Background Infant feeding practices are rapidly changing within rural areas in Mexico, including indigenous communities. The aim of this study was to compare infant feeding recommendations between grandmothers and healthcare providers, to better understand the factors that may influence these practices within these communities. This study builds on research that recognizes the legacy of colonization as an ongoing process that impacts the lives of people through many pathways, including the substandard healthcare systems available to them. Methods Qualitative study based on secondary data analysis from interviews and focus groups guided by a socioecological framework conducted in 2018 in two rural, Indigenous communities in Central Mexico. Participants were purposively selected mothers (n = 25), grandmothers (n = 11), and healthcare providers (n = 24) who offered care to children up to two years of age and/or their mothers.
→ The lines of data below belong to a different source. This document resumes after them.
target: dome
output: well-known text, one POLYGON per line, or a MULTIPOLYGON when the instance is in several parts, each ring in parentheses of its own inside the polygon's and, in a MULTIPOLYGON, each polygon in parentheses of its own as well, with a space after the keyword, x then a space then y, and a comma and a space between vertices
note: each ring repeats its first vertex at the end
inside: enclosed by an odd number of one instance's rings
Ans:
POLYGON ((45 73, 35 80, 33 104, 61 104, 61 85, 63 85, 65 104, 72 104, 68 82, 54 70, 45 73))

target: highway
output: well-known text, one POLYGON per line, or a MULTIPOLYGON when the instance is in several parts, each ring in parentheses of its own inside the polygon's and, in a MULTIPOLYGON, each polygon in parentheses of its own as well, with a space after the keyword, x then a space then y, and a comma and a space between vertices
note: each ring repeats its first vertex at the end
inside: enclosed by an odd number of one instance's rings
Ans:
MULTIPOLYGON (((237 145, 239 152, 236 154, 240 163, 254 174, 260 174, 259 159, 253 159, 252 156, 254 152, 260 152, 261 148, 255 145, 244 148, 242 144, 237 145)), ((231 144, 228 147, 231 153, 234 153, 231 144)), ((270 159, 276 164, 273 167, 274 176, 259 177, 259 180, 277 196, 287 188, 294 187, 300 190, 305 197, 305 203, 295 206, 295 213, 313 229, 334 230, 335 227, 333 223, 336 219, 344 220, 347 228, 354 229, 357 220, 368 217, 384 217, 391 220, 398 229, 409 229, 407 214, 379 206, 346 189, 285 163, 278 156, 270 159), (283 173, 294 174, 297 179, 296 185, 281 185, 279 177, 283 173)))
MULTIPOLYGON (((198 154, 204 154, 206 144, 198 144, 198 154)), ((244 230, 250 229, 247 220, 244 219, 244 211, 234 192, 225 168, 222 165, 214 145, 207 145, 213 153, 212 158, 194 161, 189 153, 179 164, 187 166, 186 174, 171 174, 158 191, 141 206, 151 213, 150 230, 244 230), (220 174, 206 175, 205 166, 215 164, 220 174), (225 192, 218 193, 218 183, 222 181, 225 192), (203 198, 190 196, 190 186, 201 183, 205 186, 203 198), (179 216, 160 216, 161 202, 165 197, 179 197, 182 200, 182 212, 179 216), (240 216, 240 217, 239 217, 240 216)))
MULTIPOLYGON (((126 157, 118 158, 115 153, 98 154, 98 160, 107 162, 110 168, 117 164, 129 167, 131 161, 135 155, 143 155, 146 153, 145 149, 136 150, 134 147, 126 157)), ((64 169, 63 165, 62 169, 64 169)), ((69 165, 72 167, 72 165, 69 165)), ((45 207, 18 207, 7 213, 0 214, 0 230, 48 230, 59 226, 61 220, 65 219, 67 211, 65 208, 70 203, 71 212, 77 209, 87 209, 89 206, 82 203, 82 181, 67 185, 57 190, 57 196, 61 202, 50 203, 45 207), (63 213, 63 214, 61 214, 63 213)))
Data were coded and thematically analyzed to contrast the different perspectives of infant feeding recommendations and practices between mother, grandmothers, and healthcare providers. Results Grandmothers and healthcare providers differed in their beliefs regarding appropriate timing to introduce non-milk foods and duration of breastfeeding. Compared to grandmothers, healthcare providers tended to believe that their recommendations were superior to those from people in the communities and expressed stereotypes reflected in negative attitudes towards mothers who did not follow their recommendations. Grandmothers often passed down advice from previous generations and their own experiences with infant feeding but were also open to learning from healthcare providers through government programs and sharing their knowledge with their daughters and other women. Given the contradictory recommendations from grandmothers and healthcare providers, mothers often were unsure which advice to follow. Conclusions There are important differences between grandmothers and healthcare providers regarding infant feeding recommendations. Healthcare providers may perceive their recommendations as superior given the neocolonial structures of the medical system. Public health policies are needed to address the different recommendations mothers receive from different sources, by harmonizing them and following an evidence-informed approach. Breastfeeding programs need to value and to seek the participation of grandmothers.